Acting Environmental Protection Agency Administrator Andrew Wheeler’s promise last week to attack a dangerous threat to drinking water may have sounded soothing to thousands of residents of Bucks and Montgomery Counties, who have lived with contaminated groundwater for decades. But as U.S. Sen. Tom Carper (D., Del.) pointed out, Wheeler’s words cynically masked just another federal government dodge on cleaning up the toxic chemicals because he didn’t have a timeline and worse, the EPA did not even commit to actually setting safe standards for the toxic family of chemicals known as PFAS.
Fortunately, by the end of the week, Carper secured a solid commitment from the EPA to set safe drinking water standards by December. The back and forth is emblematic of why EPA must be under constant scrutiny.
PFAS have been found in alarming amounts in suburban Philadelphia. They were left behind by firefighting foam at two former military bases.
Known as per- and polyfluorinated alkylated substances, or PFAS, these chemicals are found in consumer products, such as flame-retardant fabrics and nonstick cookware, as well as firefighting foams used at about 400 military bases across the country, including the old Naval Air Warfare Center in Warminster, Bucks County, and the former Naval Air Station at Willow Grove, in Horsham, Montgomery County.
PFAS have been linked to thyroid and liver disease, low birthrates, low fertility in women and preeclampsia in pregnant women, as well as asthma, high blood pressure, kidney and testicular cancer.
Residents and politicians from both parties have been pressuring the EPA to set PFAS standards since at least 2014 and been met with empty promises.

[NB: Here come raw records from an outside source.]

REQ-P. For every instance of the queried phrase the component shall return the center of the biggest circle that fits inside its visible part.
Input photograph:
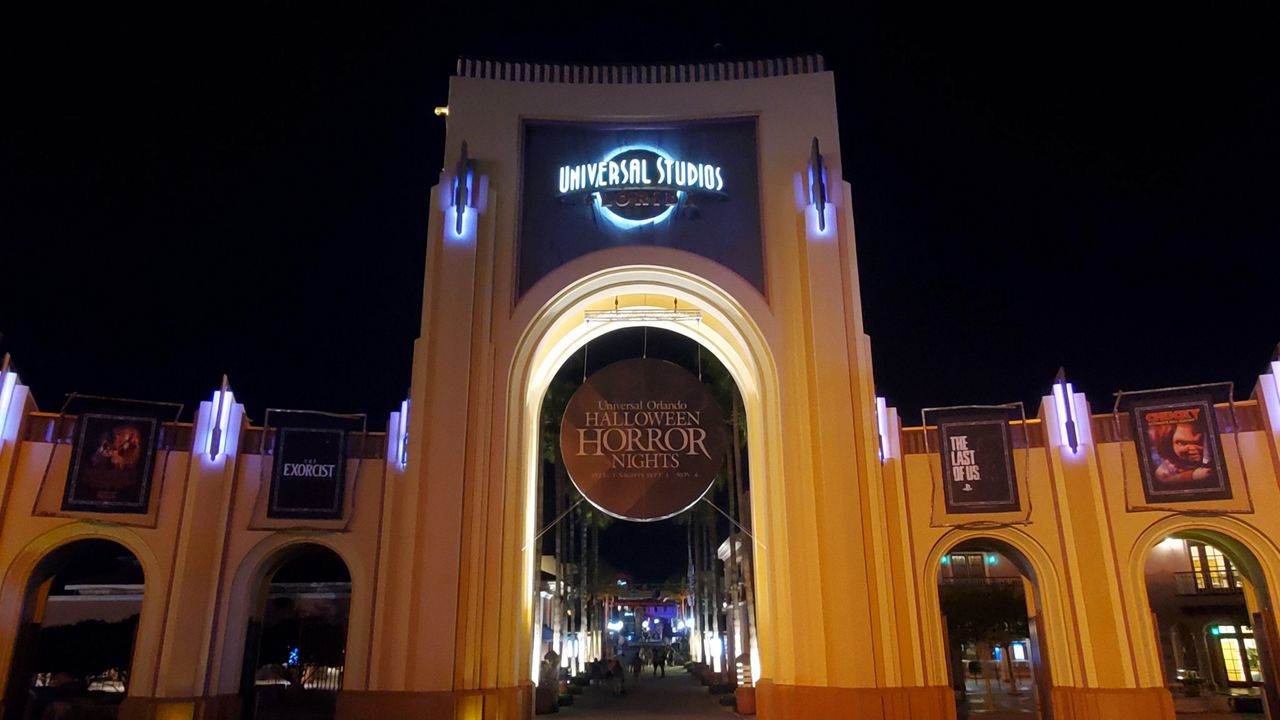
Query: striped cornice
(639, 74)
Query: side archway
(288, 633)
(973, 579)
(82, 619)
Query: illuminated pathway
(675, 697)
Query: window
(1214, 572)
(968, 565)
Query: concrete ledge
(494, 703)
(215, 707)
(805, 702)
(1106, 703)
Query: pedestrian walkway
(676, 697)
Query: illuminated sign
(689, 185)
(638, 185)
(643, 440)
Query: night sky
(183, 195)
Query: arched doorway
(296, 641)
(661, 593)
(991, 620)
(73, 651)
(556, 328)
(1214, 624)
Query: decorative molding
(640, 73)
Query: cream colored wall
(201, 563)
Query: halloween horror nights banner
(592, 186)
(977, 458)
(643, 440)
(309, 473)
(1176, 437)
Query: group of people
(613, 670)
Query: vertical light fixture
(1064, 399)
(219, 420)
(882, 425)
(8, 383)
(818, 195)
(402, 436)
(1274, 410)
(462, 197)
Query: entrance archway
(725, 328)
(1214, 621)
(992, 627)
(73, 651)
(691, 595)
(296, 639)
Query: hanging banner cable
(553, 523)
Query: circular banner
(643, 440)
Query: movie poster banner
(309, 473)
(643, 440)
(113, 456)
(1176, 438)
(977, 454)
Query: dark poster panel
(977, 459)
(309, 474)
(590, 186)
(643, 440)
(1178, 446)
(112, 461)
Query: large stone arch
(26, 563)
(728, 328)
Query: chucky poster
(1178, 447)
(112, 460)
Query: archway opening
(990, 602)
(1214, 624)
(73, 651)
(654, 607)
(296, 642)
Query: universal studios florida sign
(643, 440)
(639, 183)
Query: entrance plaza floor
(679, 696)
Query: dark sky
(183, 195)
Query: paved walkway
(675, 697)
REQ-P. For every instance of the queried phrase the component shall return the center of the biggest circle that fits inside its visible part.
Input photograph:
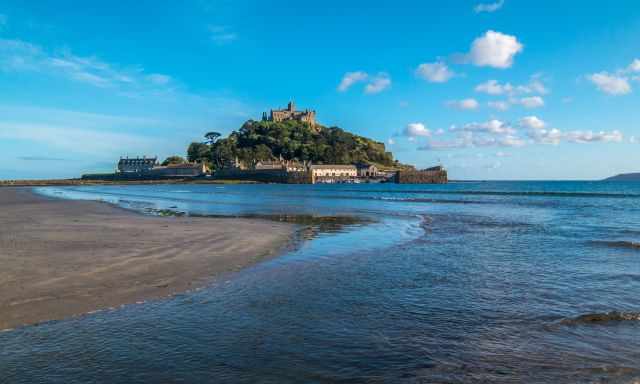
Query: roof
(187, 165)
(333, 166)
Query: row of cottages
(149, 167)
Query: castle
(291, 114)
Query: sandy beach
(63, 258)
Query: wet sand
(61, 258)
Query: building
(137, 165)
(147, 167)
(179, 170)
(333, 170)
(281, 164)
(367, 170)
(290, 113)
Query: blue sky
(492, 89)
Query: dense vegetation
(266, 140)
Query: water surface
(468, 282)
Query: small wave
(599, 318)
(504, 193)
(618, 244)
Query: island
(285, 146)
(625, 177)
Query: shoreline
(76, 182)
(64, 258)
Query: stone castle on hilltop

For example, last year, EPA promised to set a guidance for groundwater cleanups by the fall of 2018. It’s the winter of 2019 and there’s still no such guidance. Carper pointed out that work on that plan has languished in the Office of Management and Budget since August 2018.
Carper wisely took EPA’s timeline commitment with caution, saying in a statement, “It’s about time he (Wheeler) showed some urgency on this important issue.” And, the ranking Democrat on the Senate Environment and Public Works Committee, Carper said, “I will also keep working to push EPA to accelerate the rest of the measures included in the PFAS Action Plan.”
That’s good because this is a growing problem. Last year, the Inquirer reported that PFAS-laced groundwater to spread to 22 other towns.
Residents don’t have the time for any more stall tactics. Their health is on the line.
Despite EPA’s commitment to a timeline to set safety limits, states should continue their work in protecting residents. And, state and federal elected officials should stay vigilant in forcing the EPA to set standards not only for safe drinking-water levels of PFAS, but for cleaning them up and for stopping polluters.